Paris (awp/afp) - Matériaux recyclables ou biosourcés, vitrage intelligent, batteries: sans abandonner le pétrole, le chimiste français Arkema, qui a confirmé mercredi l'élan de la reprise dans ses résultats du 3e trimestre, mise sur les "matériaux" de la transition énergétique, du bâtiment ou de l'automobile.

Que ce soit une peinture blanche contenant une fine couche de résine transparente pour mieux refléter le soleil et ainsi participer à l'isolation des bâtiments, ou un revêtement de vitrage qui laisse pénétrer les rayons du soleil et empêche la chaleur de ressortir, l'entreprise, sortie depuis 2006 du groupe Total, espère que son portefeuille d'activités sera centré à "100%" sur les "matériaux de spécialités" en 2024, à forte valeur ajoutée.

Arkema, qui possède une trentaine d'usines en France, a abandonné au passage des activités de "matériaux intermédiaires" comme le plexiglas, et envisage de se séparer de son activité de gaz fluorés (CFC, HFC), très émetteurs de gaz à effet de serre.

Et il vient tout juste de changer son identité visuelle pour mettre en valeur le "MA" de matériaux dans son nom, au détriment du K, qui désignait la chimie.

Cette stratégie, initiée en 2020, semble lui réussir. Le groupe a plus que doublé son bénéfice net au troisième trimestre, à 247 millions d'euros contre 93 millions un an auparavant.

Il a relevé pour la troisième fois cette année ses prévisions pour 2021, et table désormais sur un bénéfice d'exploitation de 1,6 milliard d'euros, en hausse par rapport à 2020 et 2019.

"Nous récoltons les fruits de notre stratégie orientée sur l'innovation pour répondre aux défis des grandes tendances sociétales", a résumé son PDG Thierry Le Henaff, lors d'une présentation à la presse.

Indispensable pétrole

Le groupe a par exemple annoncé au printemps l'achat de l'américain Edge Adhesives, spécialisé dans les adhésifs sur mesure pour le bâtiment. Et annoncé au troisième trimestre son intention de racheter l'activité "performance adhésives" d'Ashland, aux Etats-Unis également, spécialisé dans les solutions adhésives pour l'industrie.

Il prévoit en Chine, en 2023, le démarrage d'une usine de poudres de polyamide qui travaillera avec celle de Singapour fabriquant du polyamide 11 biosourcé, à partir d'extrait de ricin (Rilsan).

Ce matériau peut être utilisé dans des pièces moteurs automobile car il résiste aux très hautes températures.

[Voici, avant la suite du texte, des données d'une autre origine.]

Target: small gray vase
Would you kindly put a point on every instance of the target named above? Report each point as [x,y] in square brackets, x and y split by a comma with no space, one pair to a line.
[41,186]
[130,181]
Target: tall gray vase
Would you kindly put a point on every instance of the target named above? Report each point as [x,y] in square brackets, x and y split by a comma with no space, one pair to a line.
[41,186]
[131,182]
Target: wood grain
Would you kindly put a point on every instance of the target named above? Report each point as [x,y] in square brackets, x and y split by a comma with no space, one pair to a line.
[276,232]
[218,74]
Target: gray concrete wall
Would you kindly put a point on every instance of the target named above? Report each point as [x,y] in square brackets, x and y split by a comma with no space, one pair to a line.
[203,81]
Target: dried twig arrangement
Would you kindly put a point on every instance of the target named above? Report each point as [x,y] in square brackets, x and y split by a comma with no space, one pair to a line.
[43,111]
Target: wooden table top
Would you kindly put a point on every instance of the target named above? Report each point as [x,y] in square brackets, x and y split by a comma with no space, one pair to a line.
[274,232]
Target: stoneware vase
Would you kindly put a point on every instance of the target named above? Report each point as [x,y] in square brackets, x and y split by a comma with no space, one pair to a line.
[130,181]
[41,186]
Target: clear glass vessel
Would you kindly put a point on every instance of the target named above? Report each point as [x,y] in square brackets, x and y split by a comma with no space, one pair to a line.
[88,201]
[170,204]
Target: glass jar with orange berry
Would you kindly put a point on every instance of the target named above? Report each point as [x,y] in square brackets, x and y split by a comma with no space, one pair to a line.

Il est utilisé aussi sous d'autres formes dérivées pour l'impression 3D en plein développement, pour faire du textile "respirant", ou des semelles de chaussures de sport.

Arkema mise aussi sur les batteries. Il vient d'entrer en juillet au capital d'une start-up grenobloise, Verkor, pépite spécialisée dans les batteries de haute performance, sélectionnée par Renault pour préparer l'arrivée du tout électrique dans l'automobile.

Le secteur des batteries devrait générer "plus ou moins la moitié" du milliard d'euros de nouveau chiffre d'affaires espéré en 2024 (par rapport à 2019) grâce à la nouvelle stratégie, a indiqué M. Le Henaff.

Même s'il a souffert comme l'ensemble de l'industrie des pénuries de matières premières, le groupe a transféré les hausses de prix sur ses tarifs, ce qui a préservé sa rentabilité. Mais il s'attend à de nouvelles augmentations "au quatrième trimestre", a prévenu M. Le Henaff qui dit "n'avoir jamais vu dans sa carrière de hausse aussi générale à ce niveau-là" et "espère" une baisse en 2022.

"Penser que l'on fera des matières sans avoir recours aux masses pétrolières n'est pas concevable", a néanmoins prévenu le dirigeant: "l'ensemble des chimistes et de fabricants de matériaux de spécialité continueront d'avoir une partie importante de leurs matières premières qui viendront de produits pétroliers".

"Mais par contre, nous ferons de plus en plus de produits biosourcés, de plus en plus de produits recyclables et recyclés". Arkema vient de racheter la société italienne Agiplast, spécialisée dans les polymères recyclés.

Le groupe s'est engagé à publier des objectifs sur ses émissions indirectes de gaz à effet de serre, dites "scope 3", ce qui inclurait les émissions générées par ses fournisseurs de matières premières. Mais cela sera "dans une période qui reste à définir", a ajouté M. Le Henaff.